Most recently, the company disclosed in a regulatory filing a plan to neutralize the impact of a potential excess loss account on the parent in case of a restructuring of Energy Future Competitive Holdings Company (EFCH), which owns the stock in TCEH.

The net loss account, which cropped up as part of the historic 2007 LBO, would be triggered as taxable income at the parent in certain situations, including a EFH disposition of EFCH stock, as reported. The proposed transaction contemplates transferring the loss account to a newly created entity and neutralizing its impact. The company sought a private letter ruling from the IRS to approve the tax treatment of the proposed transaction and is waiting for a response from the agency.

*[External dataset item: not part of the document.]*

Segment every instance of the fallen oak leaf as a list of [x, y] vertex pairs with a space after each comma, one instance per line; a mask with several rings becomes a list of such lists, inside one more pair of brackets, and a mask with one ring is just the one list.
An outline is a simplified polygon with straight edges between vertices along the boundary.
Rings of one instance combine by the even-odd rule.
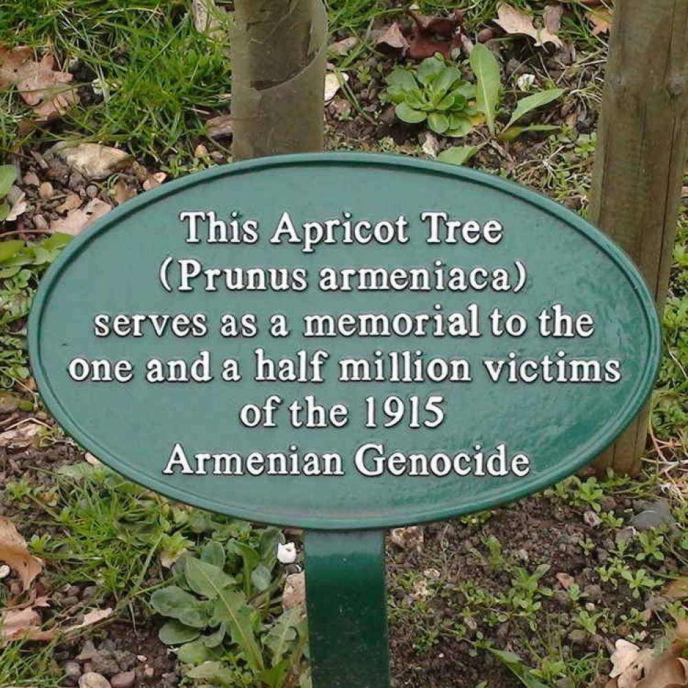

TCEH’s USD 15.4bn Libor+ 477bps TL due 2017 is quoted 64.6/65.4, down from 66.05/66.5 on 4 February, according to Markit. Meanwhile the non-extended USD 3.8bn L+ 377bps TL due 2014 is quoted 68.6/69.5 today, down from 74.9/75.6 last week, according to Markit.

The 10.5%/11.25% notes due 2016 traded at 25 on 1 February down from 26.5 on 29 January, according to MarketAxess.

Calls to EFH and Kirkland were not returned.